Wednesday 4 May 2011

Detecting Schrödinger’s half-dead cat

I'd thought it was theoretically impossible to do this, not just impractical.
Amplify’d from www.newscientist.com
IT MAY soon be possible to extract information from a quantum object - and even manipulate it - without simultaneously destroying its delicate quantum state. The result would be a boon for quantum computing, which requires control over such states. It would also defy a thought experiment dreamed up by physicist Erwin Schrödinger: in principle it is now possible to peek inside his box without endangering the life of the precarious pussycat inside.
In 2010, physicists put the largest system yet into a superposition: a 40-micrometre-long strip of piezoelectric material, which expands and contracts in response to voltage changes. They put it into a superposition of both minimal and more vigorous oscillation, but the method they used to observe the system caused it to lose this dual state.

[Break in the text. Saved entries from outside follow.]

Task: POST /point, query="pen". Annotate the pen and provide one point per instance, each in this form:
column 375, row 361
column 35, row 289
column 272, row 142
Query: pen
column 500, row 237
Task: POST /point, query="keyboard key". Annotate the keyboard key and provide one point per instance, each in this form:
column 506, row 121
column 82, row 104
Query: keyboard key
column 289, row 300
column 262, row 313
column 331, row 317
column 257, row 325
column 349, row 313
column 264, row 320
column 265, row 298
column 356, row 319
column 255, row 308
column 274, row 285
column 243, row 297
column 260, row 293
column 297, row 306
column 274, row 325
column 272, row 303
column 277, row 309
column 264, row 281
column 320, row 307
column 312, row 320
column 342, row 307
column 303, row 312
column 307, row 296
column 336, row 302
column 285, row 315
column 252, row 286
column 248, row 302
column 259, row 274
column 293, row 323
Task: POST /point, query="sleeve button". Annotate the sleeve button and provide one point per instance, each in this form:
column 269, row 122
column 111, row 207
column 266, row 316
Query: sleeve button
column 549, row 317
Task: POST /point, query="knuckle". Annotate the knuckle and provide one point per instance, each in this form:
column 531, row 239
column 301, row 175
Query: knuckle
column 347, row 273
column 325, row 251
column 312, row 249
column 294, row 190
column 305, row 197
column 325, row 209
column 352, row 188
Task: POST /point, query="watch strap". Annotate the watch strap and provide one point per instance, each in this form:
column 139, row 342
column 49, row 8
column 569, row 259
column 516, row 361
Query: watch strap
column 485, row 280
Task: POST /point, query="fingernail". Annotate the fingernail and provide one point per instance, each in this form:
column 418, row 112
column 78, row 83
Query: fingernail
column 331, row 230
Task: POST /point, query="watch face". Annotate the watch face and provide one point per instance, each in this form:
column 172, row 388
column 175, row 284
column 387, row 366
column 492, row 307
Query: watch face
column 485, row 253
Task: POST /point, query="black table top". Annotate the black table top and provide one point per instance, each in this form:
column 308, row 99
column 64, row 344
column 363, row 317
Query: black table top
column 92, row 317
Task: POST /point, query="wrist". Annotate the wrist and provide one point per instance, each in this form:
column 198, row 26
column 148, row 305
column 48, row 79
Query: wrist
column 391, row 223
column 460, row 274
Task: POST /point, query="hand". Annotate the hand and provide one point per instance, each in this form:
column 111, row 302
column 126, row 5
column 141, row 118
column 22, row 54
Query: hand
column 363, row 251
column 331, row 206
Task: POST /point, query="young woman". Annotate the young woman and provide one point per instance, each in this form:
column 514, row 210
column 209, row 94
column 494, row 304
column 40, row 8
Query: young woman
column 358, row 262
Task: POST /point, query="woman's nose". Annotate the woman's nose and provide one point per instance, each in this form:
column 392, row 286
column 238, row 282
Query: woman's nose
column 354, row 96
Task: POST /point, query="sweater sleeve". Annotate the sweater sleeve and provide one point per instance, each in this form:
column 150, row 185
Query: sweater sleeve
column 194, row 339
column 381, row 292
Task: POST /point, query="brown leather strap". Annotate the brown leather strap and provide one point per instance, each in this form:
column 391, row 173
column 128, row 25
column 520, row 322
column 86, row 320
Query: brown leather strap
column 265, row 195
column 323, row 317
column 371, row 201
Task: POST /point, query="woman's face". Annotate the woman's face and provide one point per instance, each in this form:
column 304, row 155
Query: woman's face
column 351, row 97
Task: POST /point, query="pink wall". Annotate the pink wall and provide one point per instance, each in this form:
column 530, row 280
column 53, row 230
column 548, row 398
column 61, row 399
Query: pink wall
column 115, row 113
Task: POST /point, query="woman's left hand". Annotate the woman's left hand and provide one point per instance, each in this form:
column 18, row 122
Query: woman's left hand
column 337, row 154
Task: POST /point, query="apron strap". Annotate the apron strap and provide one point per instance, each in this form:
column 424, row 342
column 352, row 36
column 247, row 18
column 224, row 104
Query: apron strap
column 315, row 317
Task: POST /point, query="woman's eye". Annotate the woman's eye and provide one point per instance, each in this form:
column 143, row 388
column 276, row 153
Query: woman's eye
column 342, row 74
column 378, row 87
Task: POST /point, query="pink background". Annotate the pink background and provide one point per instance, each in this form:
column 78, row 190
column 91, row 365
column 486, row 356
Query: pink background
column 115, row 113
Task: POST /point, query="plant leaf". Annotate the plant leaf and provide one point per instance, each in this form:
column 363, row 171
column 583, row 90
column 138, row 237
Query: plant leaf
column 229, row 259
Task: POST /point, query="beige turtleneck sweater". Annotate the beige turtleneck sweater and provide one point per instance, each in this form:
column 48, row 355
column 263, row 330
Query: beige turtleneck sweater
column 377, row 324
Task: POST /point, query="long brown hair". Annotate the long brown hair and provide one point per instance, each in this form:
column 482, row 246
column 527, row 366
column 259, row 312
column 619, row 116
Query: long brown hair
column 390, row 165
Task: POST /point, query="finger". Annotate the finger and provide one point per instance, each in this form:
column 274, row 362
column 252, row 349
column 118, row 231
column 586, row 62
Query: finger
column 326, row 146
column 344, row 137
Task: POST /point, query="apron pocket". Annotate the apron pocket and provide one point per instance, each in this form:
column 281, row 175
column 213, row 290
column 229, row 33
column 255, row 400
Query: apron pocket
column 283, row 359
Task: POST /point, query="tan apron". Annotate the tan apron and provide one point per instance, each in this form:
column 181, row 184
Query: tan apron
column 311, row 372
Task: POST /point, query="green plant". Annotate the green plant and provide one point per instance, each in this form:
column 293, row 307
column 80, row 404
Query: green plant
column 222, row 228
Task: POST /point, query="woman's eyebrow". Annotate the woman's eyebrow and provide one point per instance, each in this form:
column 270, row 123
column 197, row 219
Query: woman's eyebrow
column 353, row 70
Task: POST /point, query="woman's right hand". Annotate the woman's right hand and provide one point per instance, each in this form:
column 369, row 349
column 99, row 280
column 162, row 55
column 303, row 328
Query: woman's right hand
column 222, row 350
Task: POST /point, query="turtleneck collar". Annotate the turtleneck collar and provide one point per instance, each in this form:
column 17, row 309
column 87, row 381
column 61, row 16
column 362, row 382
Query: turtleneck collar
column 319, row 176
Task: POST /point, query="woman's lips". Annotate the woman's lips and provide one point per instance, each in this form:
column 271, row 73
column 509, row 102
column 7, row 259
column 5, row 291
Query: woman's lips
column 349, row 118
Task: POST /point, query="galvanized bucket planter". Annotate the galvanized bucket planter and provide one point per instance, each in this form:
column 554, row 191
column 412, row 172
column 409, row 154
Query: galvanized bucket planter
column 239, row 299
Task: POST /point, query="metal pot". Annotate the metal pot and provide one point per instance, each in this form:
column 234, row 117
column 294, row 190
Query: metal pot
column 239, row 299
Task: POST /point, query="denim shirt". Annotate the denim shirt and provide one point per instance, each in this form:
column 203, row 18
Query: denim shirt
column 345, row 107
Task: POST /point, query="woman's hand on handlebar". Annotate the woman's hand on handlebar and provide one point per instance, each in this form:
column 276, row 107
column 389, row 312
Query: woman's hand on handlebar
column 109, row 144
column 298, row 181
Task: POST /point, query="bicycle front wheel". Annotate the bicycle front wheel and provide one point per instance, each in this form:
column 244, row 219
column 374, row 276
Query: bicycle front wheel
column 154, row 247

Another team now proposes going a step further, putting a wire of about the same size in a superposition and offering a scheme to observe, and even manipulate it, without destroying the weird quantum state. Kurt Jacobs at the University of Massachusetts, Boston, and his team describe their idea in a study to appear in Physical Review A.
The first step is to put the wire into a superposition in which vibrations simultaneously displace it by equal amounts in opposite directions, like a guitar string that gets plucked in two directions at once. Next, an electric charge can be added to the wire, creating an electromagnetic field that can be detected by a sensor (see diagram).
Even though the sensor cannot pinpoint the position of the charge - and therefore the wire - it can detect how far the charge is from a neutral, "unplucked" position. That reveals some information about the system - essentially providing a glimpse inside the box containing Schrödinger's cat. The key is that it avoids opening the box completely, which would destroy the superposition, says Jacobs: "I extract information, but in a way that I don't learn too much."